## This notebook contains the code in data scraping.

In [80]:
# Import the dependencies
import pandas as pd
import numpy as np

import pymongo
from bs4 import BeautifulSoup as bs
import requests
import json
import time
from tqdm import tqdm

from splinter import Browser
from webdriver_manager.chrome import ChromeDriverManager
from config import gkey

In [2]:
# Setting the url
url = "https://dojos.info/NewJersey/Counties.aspx"

# Creating the response
response = requests.get(url)

# Using beautiful soup
soup = bs(response.text,"html.parser")

# Code to create a list of counties.

county_tag = []
countylist = []

state = soup.find('ul', class_ = "olist")
county = state.find_all("a")
for i in range(len(county)):
    county_tag.append(county[i].text)

for j in county_tag:
    counties = j.replace(" ","")
    county_url = f"https://dojos.info/NewJersey/{counties}"
    countylist.append(county_url)

In [3]:
# Launches browser to search
executable_path = {'executable_path': ChromeDriverManager().install()}
browser = Browser('chrome', **executable_path, headless=False)
dojo_list = []

# Visits the url
url = "https://dojos.info/NewJersey/Counties.aspx"
browser.visit(url)
html = browser.html
soup = bs(html, "html.parser")

# In case the computer is a little slow.
# time.sleep(2)

# This will begin the scrape
for i in tqdm(range(len(countylist))):
    
    # This will visit the county url
    browser.visit(countylist[i])
    
    # Keep track of the county
    county = county_tag[i]
    
    # This will scrape the browser to find all of the dojos in the county
    response = requests.get(browser.url)
    soup = bs(response.text,"html.parser")
    
    # Creates a list to hold all of the dojo urls
    places = []
    
    # A nested for loop to find the href and appends them to the places list.
    for ulist in soup.find_all('ul', class_ = 'dojolist'):
        for h3 in ulist.find_all('h3'):
            for a in h3.find_all('a'):
                places.append(a['href'])
    dojo = []
    
    for k in places:
        dojo_url = f"https://dojos.info{k}"
        dojo.append(dojo_url)
    
    for x in range(len(dojo)):
        
        # Visits the url for the specific dojo.
        browser.visit(dojo[x])

        # Finds the address for the dojo.
        address = browser.find_by_tag('address')
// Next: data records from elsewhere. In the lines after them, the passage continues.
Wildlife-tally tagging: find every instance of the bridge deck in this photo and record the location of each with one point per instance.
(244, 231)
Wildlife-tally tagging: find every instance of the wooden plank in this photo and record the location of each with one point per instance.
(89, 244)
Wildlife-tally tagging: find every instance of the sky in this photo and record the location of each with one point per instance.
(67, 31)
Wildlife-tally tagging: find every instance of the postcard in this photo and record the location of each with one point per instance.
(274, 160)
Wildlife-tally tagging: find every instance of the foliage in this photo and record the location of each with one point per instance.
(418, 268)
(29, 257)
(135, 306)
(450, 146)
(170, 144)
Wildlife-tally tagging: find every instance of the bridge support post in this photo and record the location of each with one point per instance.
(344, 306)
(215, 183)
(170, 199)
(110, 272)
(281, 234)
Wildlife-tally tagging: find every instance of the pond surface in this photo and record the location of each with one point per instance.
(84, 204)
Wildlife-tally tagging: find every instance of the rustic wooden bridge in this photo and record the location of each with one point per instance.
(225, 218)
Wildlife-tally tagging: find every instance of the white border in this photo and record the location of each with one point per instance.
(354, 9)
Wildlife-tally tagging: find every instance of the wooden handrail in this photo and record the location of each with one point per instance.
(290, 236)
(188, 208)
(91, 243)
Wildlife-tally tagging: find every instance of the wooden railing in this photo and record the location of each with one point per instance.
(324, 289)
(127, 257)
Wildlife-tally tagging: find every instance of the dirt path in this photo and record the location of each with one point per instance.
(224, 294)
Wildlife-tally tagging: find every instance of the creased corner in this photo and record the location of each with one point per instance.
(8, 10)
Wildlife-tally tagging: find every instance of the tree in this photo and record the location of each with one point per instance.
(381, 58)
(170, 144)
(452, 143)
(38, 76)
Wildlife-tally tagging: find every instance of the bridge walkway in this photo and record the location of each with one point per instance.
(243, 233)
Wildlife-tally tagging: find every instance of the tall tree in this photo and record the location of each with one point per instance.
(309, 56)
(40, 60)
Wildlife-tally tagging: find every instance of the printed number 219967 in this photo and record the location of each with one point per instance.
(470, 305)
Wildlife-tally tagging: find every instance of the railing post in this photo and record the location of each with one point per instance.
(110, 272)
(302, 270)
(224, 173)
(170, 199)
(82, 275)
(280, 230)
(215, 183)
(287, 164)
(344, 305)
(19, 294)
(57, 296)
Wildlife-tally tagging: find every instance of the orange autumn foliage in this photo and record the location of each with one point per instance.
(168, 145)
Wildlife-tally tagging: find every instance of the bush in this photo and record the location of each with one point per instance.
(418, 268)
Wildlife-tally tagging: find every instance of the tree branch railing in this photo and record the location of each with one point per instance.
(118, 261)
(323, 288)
        # This will pull the address text
        p_address = address.text

        # This will split the text string into usable pieces.
        recreate = p_address.replace('\n'," | ").split("|")

#       Some addresses are missing a street or have a proper title.
#       If there is a proper title to the address
        if len(recreate) == 4:
            recreate.pop(0)

#       If the address is missing a street name.
        elif (len(recreate) < 3) | (len(recreate) > 4):
#       To ensure a clean scrape insert a dummy address and report it.
            continue
            print('There is a missing piece of the address.')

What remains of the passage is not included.